Les conditions d'ouverture

Je peux créer un compte-titres ordinaire dans toute banque proposant ce service ou dans une agence de courtage. Ils sont plus de 200 intermédiaires financiers en France. Les démarches sont simples. Il me suffit de remplir le formulaire d'ouverture de compte (disponible sur le site internet de tous les courtiers) et de l'envoyer par la poste en y joignant les pièces suivantes :

  • un RIB de mon compte courant pour faciliter les transferts d'argent,
  • une copie de ma carte d'identité ou de mon passeport,
  • un justificatif de domicile, de moins de 3 ou 6 mois, selon l'agence,
  • un chèque de versement initial, dont le montant varie selon le courtier.

Si je souhaite ouvrir un compte joint, je dois également fournir une copie de la pièce d'identité du second titulaire. Il n'y a par ailleurs pas d'âge minimum requis. Un mineur peut créer un CTO, tant que son représentant légal est le mandataire.

Enfin, je peux détenir autant de comptes-titres que je veux, dans la limite d'un par courtier, contrairement au PEA.

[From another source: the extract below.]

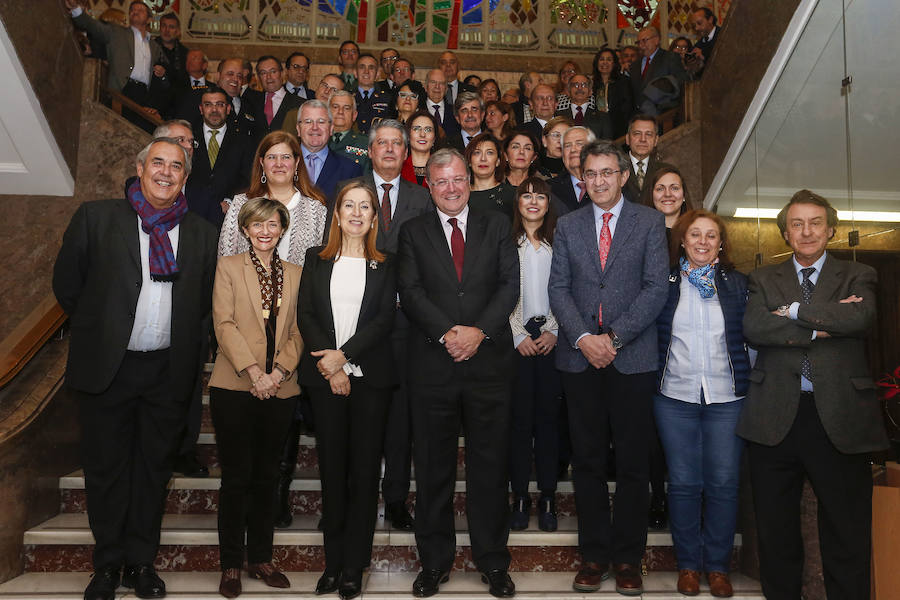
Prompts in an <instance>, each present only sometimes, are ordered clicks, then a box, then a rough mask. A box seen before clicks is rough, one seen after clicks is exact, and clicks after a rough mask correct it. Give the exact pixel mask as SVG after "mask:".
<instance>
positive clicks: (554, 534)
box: [0, 398, 763, 600]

Les différents comptes-titres

Un compte-titres peut prendre trois formes différentes :

  • le compte individuel : j'en suis l'unique propriétaire, moi seul peux y effectuer des opérations,
  • le compte joint : j'en partage la propriété avec la personne de mon choix. Chacun peut passer des ordres sans l'aval de l'autre,
  • le compte en indivision : j'en suis le propriétaire avec au moins une autre personne. L'accord de toutes les parties est nécessaire pour passer un ordre. Cette catégorie de compte est usitée pour transférer des actifs à plusieurs héritiers lors d'une succession.

Le transfert de titres d'un CTO à l'autre est autorisé, du moment qu'aucun d'entre eux n'est engagé sur le service de règlement différé. Les frais prélevés pour ce type d'opérations par mon courtier peuvent toutefois être élevés.

La fiscalité du compte-titres

La facilité d'ouverture et d'utilisation d'un compte-titres ordinaire est balancée par sa fiscalité élevée. Les plus-values que j'en tire (les gains dégagés de la vente de produits de bourse) sont soumises à l'impôt sur le revenu et aux prélèvements sociaux, à un taux de 15,5%. Je peux toutefois bénéficier d'un abattement, en fonction du temps pendant lequel j'ai gardé mes actifs :

  • 50% pour une détention entre 2 et 8 ans,
  • 65% au-delà.

Les revenus, c'est-à-dire les dividendes d'actions et les coupons d'obligations, sont également soumis à l'impôt sur le revenu, mais un acompte est prélevé à la source. Il s'élève à 21% pour les premiers et 24% pour les seconds. Un abattement de 40% est automatiquement pratiqué par l'administration fiscale.